Évangile du Samedi 19 février 2022 – 6e semaine du temps ordinaire (tiré du Prions en Église et pour les personnes qui voudraient s’abonner au Prions
« Il fut transfiguré devant eux » Mc 9, 2-13
En ce temps-là, Jésus prit avec lui Pierre, Jacques et Jean, et les emmena, eux seuls, à l’écart sur une haute montagne. Et il fut transfiguré devant eux. Ses vêtements devinrent resplendissants, d’une blancheur telle que personne sur terre ne peut obtenir une blancheur pareille. Élie leur apparut avec Moïse, et tous deux s’entretenaient avec Jésus. Pierre alors prend la parole et dit à Jésus : « Rabbi, il est bon que nous soyons ici ! Dressons donc trois tentes : une pour toi, une pour Moïse, et une pour Élie. » De fait, Pierre ne savait que dire, tant leur frayeur était grande. Survint une nuée qui les couvrit de son ombre, et de la nuée une voix se fit entendre : « Celui-ci est mon Fils bien-aimé : écoutez-le ! » Soudain, regardant tout autour, ils ne virent plus que Jésus seul avec eux.
Ils descendirent de la montagne, et Jésus leur ordonna de ne raconter à personne ce qu’ils avaient vu, avant que le Fils de l’homme soit ressuscité d’entre les morts. Et ils restèrent fermement attachés à cette parole, tout en se demandant entre eux ce que voulait dire : « ressusciter d’entre les morts ».
Ils l’interrogeaient : « Pourquoi les scribes disent-ils que le prophète Élie doit venir d’abord ? » Jésus leur dit : « Certes, Élie vient d’abord pour remettre toute chose à sa place. Mais alors, pourquoi l’Écriture dit-elle, au sujet du Fils de l’homme, qu’il souffrira beaucoup et sera méprisé ? Eh bien ! je vous le déclare : Élie est déjà venu, et ils lui ont fait tout ce qu’ils ont voulu, comme l’Écriture le dit à son sujet. »
Méditation
Nous est donné de contempler aujourd’hui une scène non seulement étonnante mais qui nous ouvre au grand mystère de l’histoire humaine. Nous le savons le Père a créé le monde par son Verbe, par son Fils, sous le souffle de l’Esprit. Ce Fils est Celui duquel saint Paul dira qu’Il est “l’Image du Dieu invisible” (Col 1, 15), laissant entendre du même coup que l’humain n’a pu être façonné, comme image de Dieu, qu’en Celui qui est l’Image parfaite du Père, le Fils. Le Fils est la Parole qui donne forme au monde et au temps comme lieu de la rencontre, pour l’humain, avec Dieu.
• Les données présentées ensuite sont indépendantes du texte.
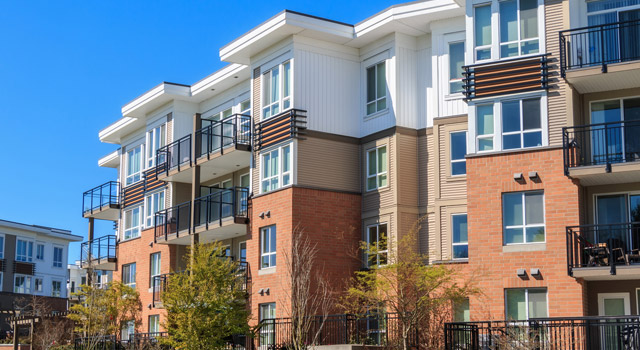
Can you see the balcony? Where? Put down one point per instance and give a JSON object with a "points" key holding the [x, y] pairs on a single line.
{"points": [[222, 214], [102, 202], [223, 146], [586, 53], [99, 254], [173, 159], [173, 225], [604, 252], [600, 154], [600, 332]]}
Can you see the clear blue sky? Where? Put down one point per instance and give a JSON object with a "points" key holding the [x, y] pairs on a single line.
{"points": [[67, 67]]}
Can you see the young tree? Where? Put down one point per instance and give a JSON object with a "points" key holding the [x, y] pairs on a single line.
{"points": [[308, 294], [405, 285], [205, 305]]}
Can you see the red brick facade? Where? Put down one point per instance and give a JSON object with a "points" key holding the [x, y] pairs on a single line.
{"points": [[488, 177]]}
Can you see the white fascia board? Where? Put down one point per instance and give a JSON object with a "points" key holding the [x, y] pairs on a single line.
{"points": [[111, 160]]}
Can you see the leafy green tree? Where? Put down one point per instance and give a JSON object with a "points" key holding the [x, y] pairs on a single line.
{"points": [[205, 305]]}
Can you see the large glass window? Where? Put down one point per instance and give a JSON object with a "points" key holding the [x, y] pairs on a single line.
{"points": [[24, 250], [132, 223], [276, 90], [377, 236], [376, 88], [521, 124], [523, 217], [134, 165], [276, 168], [458, 151], [459, 242], [523, 304], [129, 275], [376, 168], [268, 247]]}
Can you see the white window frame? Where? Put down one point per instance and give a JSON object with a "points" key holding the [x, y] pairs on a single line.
{"points": [[526, 300], [29, 246], [378, 173], [265, 248], [136, 177], [454, 244], [524, 225], [28, 281], [155, 202], [132, 229], [369, 243], [58, 264], [281, 99], [280, 175], [473, 137]]}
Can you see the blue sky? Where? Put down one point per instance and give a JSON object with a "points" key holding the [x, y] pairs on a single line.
{"points": [[67, 67]]}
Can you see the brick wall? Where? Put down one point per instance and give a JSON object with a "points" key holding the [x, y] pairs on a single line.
{"points": [[487, 178]]}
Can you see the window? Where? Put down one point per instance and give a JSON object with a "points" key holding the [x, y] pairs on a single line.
{"points": [[22, 284], [129, 275], [521, 124], [377, 240], [40, 251], [460, 245], [132, 223], [38, 285], [276, 168], [482, 27], [276, 90], [24, 250], [518, 27], [523, 304], [153, 204], [57, 256], [458, 151], [376, 88], [56, 289], [523, 216], [155, 269], [456, 61], [154, 323], [268, 247], [156, 139], [376, 168], [134, 165]]}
Puis l’épître aux Hébreux nous dira, avec la venue du Fils qui s’incarnera en ce monde : “Après avoir, à maintes reprises, parlé jadis aux Pères par les prophètes, Dieu, en ces jours qui sont les derniers, nous a parlé par le Fils, qu’il a établi héritier de toutes choses, par qui aussi il a fait les siècles, Resplendissement de sa gloire, effigie de sa substance, ce Fils qui soutient l’univers par sa parole puissante” (1, 1-3).
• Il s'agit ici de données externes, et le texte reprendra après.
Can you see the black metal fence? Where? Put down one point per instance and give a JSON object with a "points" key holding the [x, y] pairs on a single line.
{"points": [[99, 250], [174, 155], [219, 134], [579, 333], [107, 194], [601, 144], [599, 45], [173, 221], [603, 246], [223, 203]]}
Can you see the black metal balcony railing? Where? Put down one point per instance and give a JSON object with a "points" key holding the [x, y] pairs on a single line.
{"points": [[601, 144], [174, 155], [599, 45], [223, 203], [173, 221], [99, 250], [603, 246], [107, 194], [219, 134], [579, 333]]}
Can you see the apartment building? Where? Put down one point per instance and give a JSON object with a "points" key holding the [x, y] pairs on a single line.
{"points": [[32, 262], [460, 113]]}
La scène de la Transfiguration où Jésus resplendit de la gloire de Dieu devant trois des disciples nous le montre comme Celui qui est le centre de l’histoire. Il est Celui qui rend toute la Trinité présente au coeur de l’histoire humaine. L’apparition de Moïse et d’Élie nous rappelle que tous les Pères et les Prophètes passés, représentés ici par Moïse et Élie respectivement, n’étaient en route que vers le Fils. Toute l’histoire humaine converge vers Lui. Toutes les quêtes humaines et spirituelles trouvent réponse en Celui qui donne à la Trinité de nous partager ce qu’Elle est et de nous faire ainsi entrer dans leurs échanges d’Amour trinitaire.
Jésus est au coeur de cette histoire l’Exégète de Dieu mais, tout autant, Celui de l’humain. C’est pourquoi ces “jours sont les derniers”, car rien ni personne ne peuvent venir après Lui. Il est Celui qui conduit l’histoire humaine comme histoire de Dieu à son achèvement. Mais qu’est-ce que cela signifie concrètement pour nous.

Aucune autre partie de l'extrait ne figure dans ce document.